In fact, most of the major markers for religious devotion are down a statistically significant amount, including: “the percentages who say they pray every day, attend religious services regularly and consider religion to be very important in their lives.”
The most exciting numbers come from the Millennials, Americans born between 1981 and 1996. They are significantly less religious. For instance, 11% of the overall population don’t believe in god, while 16% Older Millennials (1981-1989), like me, and 20% of Younger Millennials (1990-1996) don’t believe in a god.
More than half of Americans born before 1945 (51%) regularly attend church services, but only about a quarter of millennials do. Coupled with the chronic over-reporting of church attendance, things look wonderfully bleak for churches in America.
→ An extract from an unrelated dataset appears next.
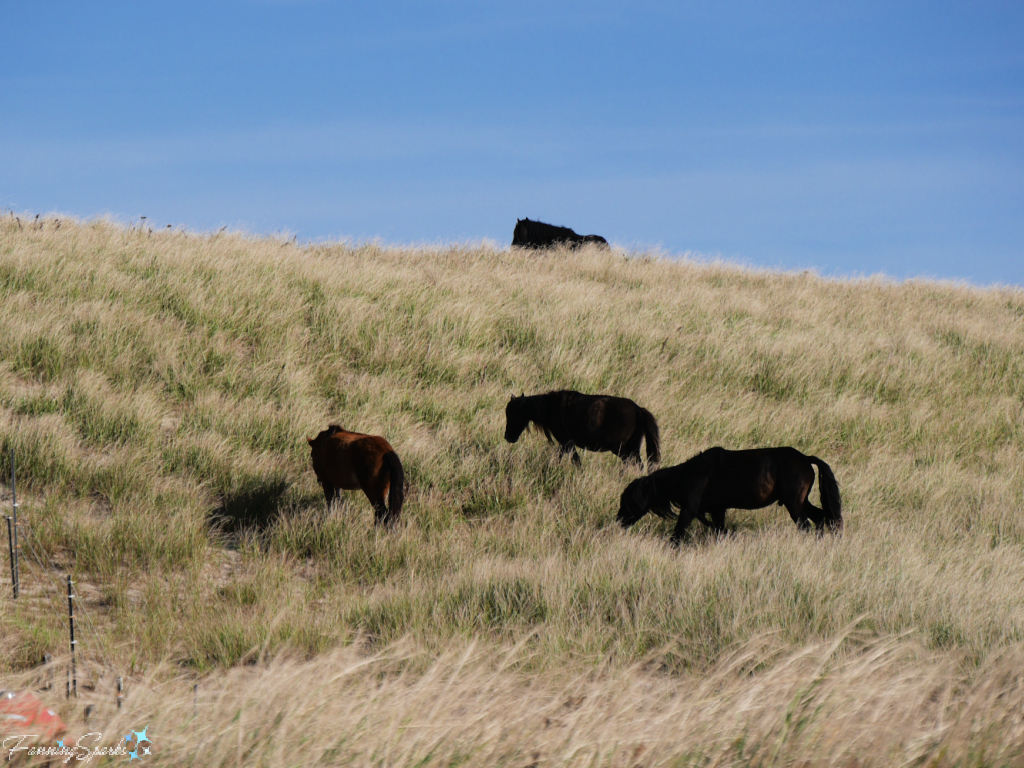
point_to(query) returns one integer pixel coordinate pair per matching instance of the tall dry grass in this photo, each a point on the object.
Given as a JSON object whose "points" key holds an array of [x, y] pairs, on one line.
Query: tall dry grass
{"points": [[156, 388]]}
Meanwhile, the people who feel a sense of wonder about the universe is up from 39% to 46%, something I attribute almost entirely to Neil deGrasse Tyson, Ann Druyan and Seth MacFarlane’s Cosmos, which is epic.
The most striking number from the report comes from the link between religion and political leanings. The “Nones” are now the largest single religious identification among Democrats; 28% of all self-identified Democrats also identify as nonreligious. The next largest group is Catholics at 21%, a full 7 points behind the Nones. Nones also made gains in the Republican party. About 14% of Republicans (up from 10% in 2007) now consider themselves nonreligious.
Though the Constitution prohibits religious tests for public office, since the 1950s there has been a voter-imposed auto de fe on political candidates. Politicians have been forced to pander to religion and proclaim a religion that they may or may not have believed in. Whatever their personal beliefs, they had to appear outwardly religious. They often accomplished this by taking symbolic religious action that had little to do with governing, for instance, putting religious language on currency.
But as the demographic tide turns against religion, it’s time we “Nones” start demanding substance over transubstantiation, representation over religious pandering, and action over prayer. We remain an uncourted, untapped source of political power, but not for long.